El teléfono público iba consumiendo monedas cada tres minutos, y nosotros, en un gesto de solidaridad con el enamorado, comenzamos a juntar todas las monedas de un peso que teníamos para que ese momento mágico no acabara para Juan Carlos. Pilas de monedas se fueron juntando al lado del compañero caído en desgracia. 

Durante varios minutos Shakespeare, Bécquer, Neruda, Mistral, Benedetti, y otros más estuvieron volando por el aire de la cafetería endulzando nuestros oídos. 

Con esperanza veíamos como las palabras de Juan Carlos se hacían más fluidas. Cómo su corazón se desnudaba en frases de amor, y su rostro se iba volviéndose cada vez más sereno y feliz. 

Ya no se escuchaba ni un murmullo en la otrora bulliciosa cafetería. Todos los oídos estaban escuchando a Juan Carlos. Todos los corazones palpitaban al unísono, confiando en que Anita y Juan Carlos se reconciliaran. 

— Si vuelves conmigo te juro que todo será distinto. Volveremos a ser uno solo. 
—...
— Te juro que no te voy a defraudar. 
—...
— Sí, lo admito. He cometido muchos errores, pero contigo a mi lado, sé que no voy a volver a fallar. 

Juan Carlos nos hizo señas con el pulgar en alto de que todo estaba saliendo de maravillas. Anita lo estaba perdonando. 

De pronto, la conversación tuvo un giro brusco. 

— No. Espera, eso que te contaron no es verdad… 
—...
— No. No te estoy engañando… 
—...
— Sí. Es cierto que estaba saliendo con otra persona… pero eso ya se acabó. 
—...
— Te lo juro hace más de tres meses que no salgo con nadie… 
—...
— Créeme que es verdad… 
—...
— Sí, es cierto. Ella era una estudiante de último semestre de derecho… 
—...
— Sí, pero eso ya se acabó…. Yo con ella ya terminé. Es que me aburrí de ella… 
—...
— En serio…te prefiero a ti… ¡qué pereza salir con alguien que es más inteligente que uno!… 

Si alguna vez ha habido un silencio absoluto, fue en ese momento en la cafetería. "…qué pereza salir con alguien que es más inteligente que uno…" La última frase había resonado hasta en los sitios más recónditos de la cafetería. Hasta el ronroneo del congelador paró en aquel instante. Nadie respiraba. No se escuchaba ni una mosca. 

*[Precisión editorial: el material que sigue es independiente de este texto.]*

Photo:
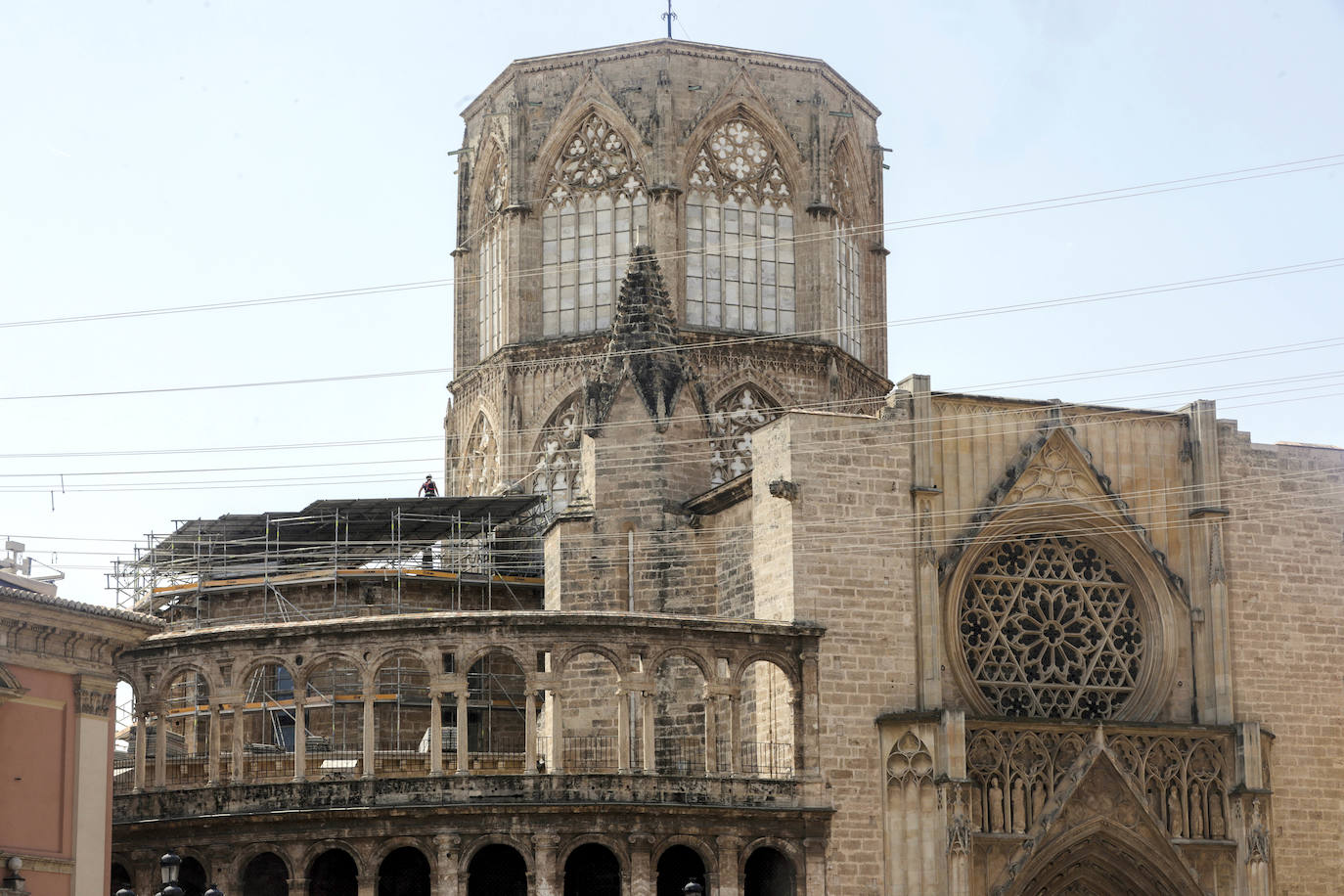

— No, Anita… yo no te estaba diciendo bruta. 
—...
— No te pongás así. Escucháme… 
—...
— No… espera… yo no quise decir eso. 

Una vorágine acabó con todo en pocos segundos. 

— No, Anita… ¡no me cuelgues…! 
—...
— Por favor…. ¡ANITAAAAAA!


La cara de Juan Carlos estaba desfigurada cuando dio la vuelta hacia nosotros. En su mano izquierda aún le quedaban unas cuantas monedas. En su mano derecha el auricular a medio camino entre la oreja y el aparato. Con ademán lento terminó de colgar, al momento que con voz compungida nos dijo lo que ya sabíamos. 

— Me colgó… 

Fueron unos cinco segundos de silencio por el compañero caído. De pronto, una sonora carcajada de cientos de estudiantes retumbó por toda la facultad. 

Mientras Juan Carlos salía cabizbajo por la amplia puerta, los estudiantes retomaron sus charlas con un nuevo tema de conversación. La atestada cafetería volvió al bullicio habitual.